Roasted Garlic, Sage & Pumpkin Pie
We baked this delicious pie on the weekend to share with you all (ok so it was also for us to eat and enjoy). As we are all garlic lovers, we made this one super garlicky and the combination of sage with pumpkin was perfect. Enjoyed by all, we had it for dinner two nights in a row.
Here’s how we made it:
900 butternut pumpkin (chopped into cubes)
5 cloves of garlic (unpeeled)
1 tablespoon olive oil
4 eggs, lightly beaten,
1/2 cup cream
1/4 cup diced fresh sage
75 grams fetta
1 1/2 tablespoons pine nuts
For the pastry:
3/4 cup wholemeal plain flour
3/4 cup white plain flour
1 teaspoon ground coriander
1 teaspoon cumin seeds
125g cold butter, coarsely chopped
1 egg yolk
2 tablespoons iced water (approx)
- Preheat your oven at 200’C and bake the pumpkin and garlic on a baking tray drizzled with a little olive oil.

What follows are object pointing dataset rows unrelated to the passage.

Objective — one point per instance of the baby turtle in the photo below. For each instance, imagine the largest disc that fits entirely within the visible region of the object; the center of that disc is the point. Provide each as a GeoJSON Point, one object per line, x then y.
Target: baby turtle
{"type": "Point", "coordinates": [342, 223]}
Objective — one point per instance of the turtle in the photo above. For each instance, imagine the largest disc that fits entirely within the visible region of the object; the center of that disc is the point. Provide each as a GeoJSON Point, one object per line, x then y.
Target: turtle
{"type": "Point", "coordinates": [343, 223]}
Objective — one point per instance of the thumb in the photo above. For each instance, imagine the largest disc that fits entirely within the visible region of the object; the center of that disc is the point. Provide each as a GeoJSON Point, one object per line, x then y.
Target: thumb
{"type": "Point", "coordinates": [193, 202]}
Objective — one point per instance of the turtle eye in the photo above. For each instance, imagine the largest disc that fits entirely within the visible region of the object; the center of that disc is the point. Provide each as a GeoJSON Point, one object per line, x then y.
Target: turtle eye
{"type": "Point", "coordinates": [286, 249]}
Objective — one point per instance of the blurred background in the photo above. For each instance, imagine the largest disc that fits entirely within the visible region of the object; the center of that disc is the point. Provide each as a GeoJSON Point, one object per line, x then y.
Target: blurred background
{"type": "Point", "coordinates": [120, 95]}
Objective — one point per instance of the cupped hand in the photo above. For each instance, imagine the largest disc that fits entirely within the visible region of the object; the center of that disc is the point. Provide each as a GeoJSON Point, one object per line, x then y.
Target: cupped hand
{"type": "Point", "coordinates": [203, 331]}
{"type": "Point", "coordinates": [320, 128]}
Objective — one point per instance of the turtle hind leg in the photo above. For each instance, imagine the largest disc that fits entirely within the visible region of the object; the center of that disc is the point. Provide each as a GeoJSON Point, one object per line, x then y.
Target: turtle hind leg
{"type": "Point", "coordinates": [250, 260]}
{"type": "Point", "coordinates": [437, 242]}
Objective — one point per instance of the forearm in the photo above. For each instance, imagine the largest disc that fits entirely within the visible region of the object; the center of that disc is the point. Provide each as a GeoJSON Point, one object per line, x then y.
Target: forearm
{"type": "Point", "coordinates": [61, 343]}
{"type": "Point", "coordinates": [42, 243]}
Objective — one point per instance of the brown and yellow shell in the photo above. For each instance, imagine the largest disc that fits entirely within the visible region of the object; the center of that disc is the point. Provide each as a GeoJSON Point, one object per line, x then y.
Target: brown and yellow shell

Bake for 20 minutes or until tender. Transfer to a large blowl and allow to cool for 3-5 minutes.
- Mash the pumpkin and garlic (removing skins first) with a fork stirring in the eggs, cream and sage and season with pepper and salt.
- Now for your pastry…..
- Process the flours, spices, and butter until crumbly. Add the egg yolk and almost all of your water, and process until ingredients all come together.
- Put your pastry into a plastic wrap and refrigerate for 30 minutes.
- Grease a large pie tin and line the tin with the pastry pressing into the side and trimming the edges. Refrigerate for a further 30 minutes.
- Reduce the oven to 180’C and place the tin on an oven tray, covering the pastry with baking paper and filling with dried beans or rice and bake for 10 minutes.
- Remove the paper and rice/beans and bake for a further 5 minutes or until browned lightly. Then cool.
- Fill the pastry with the pumpkin mix and sprinkle with crumbled fetta and pine nuts. Bake for 35 minutes or until set and browned.
Enjoy with some fresh green leaf, cucumber & avocado.